Después de todo, el poder no siempre implicaba una fuerza evidente. No había más que mirar lo que le había sucedido al propio padre de James, que no había querido más que justicia para otros trabajadores como él: condiciones seguras, un buen salario. Intentó ser el líder y acabó aplastado. Habían quemado su casa y matado a su familia, despojándola de todo. Había visto demasiadas veces lo que sucedía cuando se asumía un liderazgo.
Uno se convertía en un blanco fácil.
No tenía ningún interés en sufrir la misma suerte que Dolph, así que haría lo que siempre hacía: esperaría el momento adecuado. Se concentraría en el juego a largo plazo mientras quienes tenían mentes estrechas intentaban saltar de un espacio a otro, eliminándose del tablero mientras él observaba de lejos. No llevaría demasiado tiempo: una sugerencia por aquí, un susurro por allá, y los líderes del Bowery estarían tan concentrados en eliminarse unos a otros en pos de los desechos que la Orden les había dejado, que no le prestarían atención a James. Y eso le permitiría concentrarse en cuestiones de mayor relevancia.
No, ciertamente, no era adivino, pero podía ver el futuro en el horizonte. Sin el Libro, la magia se desvanecería, y el Umbral se convertiría en poco más que una antigualla curiosa. ¿Qué poder tendría entonces la Orden, especialmente, sin sus posesiones más preciadas?

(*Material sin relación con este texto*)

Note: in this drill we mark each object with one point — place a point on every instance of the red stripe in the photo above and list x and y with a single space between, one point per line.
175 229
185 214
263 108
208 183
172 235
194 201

A medida que su poder fuera menguando, James iría moviendo sus propias piezas, preparándose para enfrentarse a ellos con un lenguaje que comprendieran: el lenguaje del dinero. El lenguaje de la influencia política. Porque él comprendía que, sin el Libro, no triunfarían aquellos como Dolph Saunders, que intentaban reclamar un pasado perdido, sino quienes estuvieran dispuestos a adueñarse de un nuevo futuro, valiente y peligroso. Personas como Paul Kelly, que ya comprendía cómo utilizar a los políticos como si fueran herramientas, y personas como el mismo James, que sabía que el poder, el verdadero poder, no descansaba en quienes gobernaban a base de fuerza, sino en aquellos que sujetaban los hilos. El verdadero poder consistía en tener la habilidad de doblegar y someter la voluntad de los demás mientras pensaban que lo hacían por iniciativa propia.
Quizá James ya no pudiera depender del Libro. Quizá no había manera de salvar la magia, pero su juego no había acabado. Solo tenía que mover algunos hilos por aquí y por allá, sujetar los poderes fácticos con tanta firmeza que jamás notarían de dónde provenía el verdadero peligro. Y cuando llegara el momento oportuno, James Lorcan tenía su propia arma: un secreto del que Dolph nunca había tenido conocimiento.
Una chica que sería la perdición de la Orden y la clave para la victoria final de James Lorcan.